Dropping multiple columns from Spark dataframe by

2019-04-02 01:44发布

问题:

I have a dataframe which has columns around 400, I want to drop 100 columns as per my requirement. So i have created a Scala List of 100 column names. And then i want to iterate through a for loop to actually drop the column in each for loop iteration.

Below is the code.

final val dropList: List[String] = List("Col1","Col2",...."Col100”)

def drpColsfunc(inputDF: DataFrame): DataFrame = { 
    for (i <- 0 to dropList.length - 1) {
        val returnDF = inputDF.drop(dropList(i))
    }
    return returnDF
}

val test_df = drpColsfunc(input_dataframe) 

test_df.show(5)

回答1:

Answer:

val colsToRemove = Seq("colA", "colB", "colC", etc) 

val filteredDF = df.select(df.columns .filter(colName => !colsToRemove.contains(colName)) .map(colName => new Column(colName)): _*) 


回答2:

If you just want to do nothing more complex than dropping several named columns, as opposed to selecting them by a particular condition, you can simply do the following:

df.drop("colA", "colB", "colC")


回答3:

You can just do,

def dropColumns(inputDF: DataFrame, dropList: List[String]): DataFrame = 
    dropList.foldLeft(inputDF)((df, col) => df.drop(col))

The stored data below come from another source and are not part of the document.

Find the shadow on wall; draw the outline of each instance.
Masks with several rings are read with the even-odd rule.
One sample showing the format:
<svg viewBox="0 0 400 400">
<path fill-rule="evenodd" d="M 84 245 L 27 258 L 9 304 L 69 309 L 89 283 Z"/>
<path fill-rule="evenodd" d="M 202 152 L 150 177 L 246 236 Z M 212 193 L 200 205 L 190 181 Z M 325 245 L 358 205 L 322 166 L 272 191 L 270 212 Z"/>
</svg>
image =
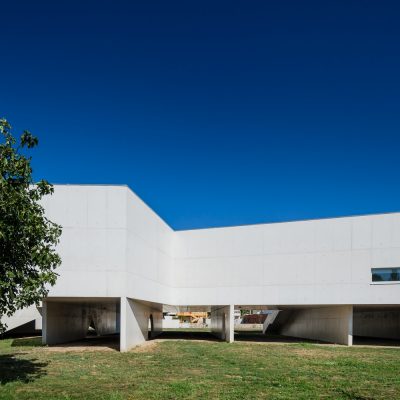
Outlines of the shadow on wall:
<svg viewBox="0 0 400 400">
<path fill-rule="evenodd" d="M 24 353 L 18 353 L 18 356 Z M 46 375 L 45 367 L 48 363 L 38 362 L 36 359 L 16 358 L 14 354 L 0 356 L 0 385 L 10 382 L 32 382 Z"/>
<path fill-rule="evenodd" d="M 9 331 L 3 333 L 1 337 L 21 337 L 21 336 L 36 336 L 40 335 L 42 332 L 41 329 L 36 329 L 35 321 L 27 322 L 26 324 L 20 325 L 14 329 L 10 329 Z"/>
</svg>

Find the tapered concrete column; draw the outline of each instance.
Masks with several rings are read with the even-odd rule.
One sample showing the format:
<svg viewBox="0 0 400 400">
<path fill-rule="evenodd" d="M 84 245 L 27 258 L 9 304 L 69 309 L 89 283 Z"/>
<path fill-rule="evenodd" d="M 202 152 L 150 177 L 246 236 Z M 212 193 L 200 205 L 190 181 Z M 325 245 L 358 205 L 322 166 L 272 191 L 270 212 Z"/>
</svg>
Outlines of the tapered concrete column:
<svg viewBox="0 0 400 400">
<path fill-rule="evenodd" d="M 228 343 L 234 340 L 234 306 L 211 307 L 211 332 Z"/>
<path fill-rule="evenodd" d="M 324 306 L 293 309 L 280 334 L 351 346 L 353 344 L 353 306 Z"/>
<path fill-rule="evenodd" d="M 161 324 L 161 304 L 121 297 L 120 351 L 128 351 L 157 336 L 162 331 Z"/>
</svg>

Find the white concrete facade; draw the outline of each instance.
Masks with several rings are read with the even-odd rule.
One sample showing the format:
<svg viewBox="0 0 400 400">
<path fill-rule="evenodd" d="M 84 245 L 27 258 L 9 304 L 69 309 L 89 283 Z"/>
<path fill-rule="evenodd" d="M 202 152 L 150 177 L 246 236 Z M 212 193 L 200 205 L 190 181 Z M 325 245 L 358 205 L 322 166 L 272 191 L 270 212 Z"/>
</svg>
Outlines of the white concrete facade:
<svg viewBox="0 0 400 400">
<path fill-rule="evenodd" d="M 43 205 L 63 227 L 48 300 L 119 299 L 121 350 L 146 339 L 149 313 L 158 324 L 163 304 L 208 306 L 227 341 L 235 305 L 332 306 L 330 318 L 303 312 L 316 326 L 304 337 L 345 344 L 350 307 L 400 307 L 399 284 L 371 281 L 371 268 L 400 266 L 400 213 L 174 231 L 125 186 L 56 185 Z M 228 310 L 224 333 L 218 310 Z M 288 334 L 300 332 L 299 318 Z M 325 334 L 328 319 L 337 324 Z"/>
</svg>

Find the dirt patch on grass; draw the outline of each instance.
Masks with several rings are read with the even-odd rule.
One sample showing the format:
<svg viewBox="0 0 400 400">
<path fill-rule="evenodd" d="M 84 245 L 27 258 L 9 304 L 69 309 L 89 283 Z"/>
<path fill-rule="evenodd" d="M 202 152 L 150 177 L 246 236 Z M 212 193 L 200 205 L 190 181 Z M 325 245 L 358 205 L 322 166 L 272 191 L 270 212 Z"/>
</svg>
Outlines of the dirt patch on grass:
<svg viewBox="0 0 400 400">
<path fill-rule="evenodd" d="M 180 343 L 188 343 L 188 342 L 194 342 L 194 343 L 216 343 L 217 340 L 215 339 L 155 339 L 155 342 L 180 342 Z"/>
<path fill-rule="evenodd" d="M 321 358 L 332 359 L 338 356 L 338 354 L 332 353 L 331 351 L 324 351 L 323 349 L 319 349 L 318 347 L 312 349 L 291 348 L 290 352 L 299 357 L 318 358 L 318 359 Z"/>
<path fill-rule="evenodd" d="M 130 350 L 130 353 L 149 353 L 156 350 L 158 340 L 150 340 Z"/>
<path fill-rule="evenodd" d="M 111 348 L 106 346 L 76 346 L 76 345 L 62 345 L 62 346 L 44 346 L 40 350 L 54 352 L 54 353 L 68 353 L 68 352 L 98 352 L 98 351 L 118 351 L 118 348 Z"/>
</svg>

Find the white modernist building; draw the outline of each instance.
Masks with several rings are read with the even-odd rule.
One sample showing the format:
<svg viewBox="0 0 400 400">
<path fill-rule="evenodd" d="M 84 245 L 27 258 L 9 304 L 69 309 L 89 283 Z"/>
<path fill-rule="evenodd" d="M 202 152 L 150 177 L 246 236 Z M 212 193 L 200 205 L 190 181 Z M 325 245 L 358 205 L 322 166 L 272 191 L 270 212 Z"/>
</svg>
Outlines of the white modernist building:
<svg viewBox="0 0 400 400">
<path fill-rule="evenodd" d="M 120 349 L 162 330 L 163 311 L 211 312 L 234 340 L 234 308 L 280 310 L 282 335 L 351 345 L 400 338 L 400 213 L 174 231 L 126 186 L 56 185 L 43 202 L 63 227 L 43 341 L 120 333 Z M 6 322 L 38 319 L 35 307 Z"/>
</svg>

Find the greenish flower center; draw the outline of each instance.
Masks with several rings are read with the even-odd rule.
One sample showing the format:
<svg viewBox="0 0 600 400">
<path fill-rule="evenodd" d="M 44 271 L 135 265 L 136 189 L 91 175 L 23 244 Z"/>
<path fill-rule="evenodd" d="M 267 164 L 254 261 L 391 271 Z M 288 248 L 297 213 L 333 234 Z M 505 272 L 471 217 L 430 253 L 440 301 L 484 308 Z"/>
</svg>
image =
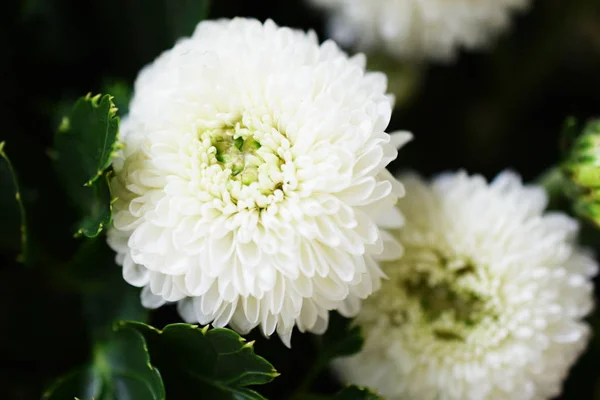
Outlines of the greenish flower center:
<svg viewBox="0 0 600 400">
<path fill-rule="evenodd" d="M 473 327 L 495 316 L 477 268 L 468 260 L 408 248 L 395 270 L 394 280 L 407 305 L 395 323 L 426 327 L 439 340 L 464 341 Z"/>
<path fill-rule="evenodd" d="M 268 116 L 206 123 L 197 139 L 194 181 L 226 213 L 267 209 L 298 186 L 290 141 Z"/>
<path fill-rule="evenodd" d="M 252 135 L 234 138 L 230 132 L 224 132 L 213 138 L 212 145 L 217 150 L 217 161 L 231 170 L 231 176 L 244 185 L 258 180 L 258 168 L 263 163 L 257 153 L 261 145 Z"/>
</svg>

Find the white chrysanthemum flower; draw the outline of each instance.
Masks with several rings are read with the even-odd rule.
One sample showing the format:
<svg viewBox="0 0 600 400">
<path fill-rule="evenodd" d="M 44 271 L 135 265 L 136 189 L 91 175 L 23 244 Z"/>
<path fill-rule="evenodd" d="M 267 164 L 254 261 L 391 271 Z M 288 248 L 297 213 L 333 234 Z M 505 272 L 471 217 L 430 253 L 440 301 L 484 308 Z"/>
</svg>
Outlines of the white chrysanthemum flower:
<svg viewBox="0 0 600 400">
<path fill-rule="evenodd" d="M 402 258 L 363 303 L 358 355 L 334 363 L 389 400 L 549 399 L 584 350 L 597 265 L 577 222 L 512 173 L 402 176 Z"/>
<path fill-rule="evenodd" d="M 481 48 L 531 0 L 310 0 L 331 14 L 338 42 L 398 58 L 451 59 Z"/>
<path fill-rule="evenodd" d="M 385 166 L 410 136 L 385 133 L 385 89 L 362 55 L 241 18 L 200 23 L 145 68 L 108 233 L 143 304 L 288 345 L 295 325 L 354 315 L 376 259 L 402 251 L 374 222 L 403 194 Z"/>
</svg>

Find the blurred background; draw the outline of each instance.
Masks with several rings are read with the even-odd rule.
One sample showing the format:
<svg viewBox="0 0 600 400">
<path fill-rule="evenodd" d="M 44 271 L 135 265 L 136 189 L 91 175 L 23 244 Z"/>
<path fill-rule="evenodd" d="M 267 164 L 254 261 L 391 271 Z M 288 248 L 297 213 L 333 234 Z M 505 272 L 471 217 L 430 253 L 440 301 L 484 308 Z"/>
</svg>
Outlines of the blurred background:
<svg viewBox="0 0 600 400">
<path fill-rule="evenodd" d="M 9 0 L 2 6 L 0 141 L 6 141 L 21 183 L 35 260 L 23 266 L 10 246 L 0 249 L 3 399 L 39 398 L 53 379 L 86 359 L 90 327 L 84 320 L 95 311 L 86 308 L 81 291 L 95 290 L 97 280 L 116 271 L 102 243 L 94 261 L 98 268 L 71 258 L 81 243 L 72 237 L 72 205 L 57 190 L 47 156 L 60 112 L 79 96 L 107 90 L 124 111 L 139 69 L 193 30 L 198 17 L 187 12 L 193 3 Z M 326 37 L 325 16 L 302 0 L 213 0 L 208 12 L 209 18 L 271 18 Z M 534 1 L 495 46 L 461 53 L 453 63 L 373 60 L 400 88 L 390 131 L 406 129 L 415 136 L 392 169 L 431 175 L 463 168 L 490 178 L 511 168 L 531 181 L 559 161 L 566 117 L 600 116 L 600 1 Z M 0 218 L 0 225 L 9 224 L 10 216 Z M 594 247 L 600 243 L 591 230 L 584 240 Z M 110 304 L 112 287 L 101 295 Z M 593 316 L 600 329 L 596 320 Z M 151 321 L 161 327 L 179 320 L 166 307 Z M 312 362 L 309 338 L 295 334 L 292 353 L 278 339 L 252 336 L 257 353 L 282 373 L 264 394 L 284 398 Z M 324 391 L 336 389 L 329 378 L 317 383 Z M 596 338 L 561 399 L 600 399 L 599 383 Z"/>
</svg>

It will return you the DataFrame without the columns passed in dropList.

As an example (of what's happening behind the scene), let me put it this way.

scala> val list = List(0, 1, 2, 3, 4, 5, 6, 7)
list: List[Int] = List(0, 1, 2, 3, 4, 5, 6, 7)

scala> val removeThese = List(0, 2, 3)
removeThese: List[Int] = List(0, 2, 3)

scala> removeThese.foldLeft(list)((l, r) => l.filterNot(_ == r))
res2: List[Int] = List(1, 4, 5, 6, 7)

The returned list (in our case, map it to your DataFrame) is the latest filtered. After each fold, the latest is passed to the next function (_, _) => _.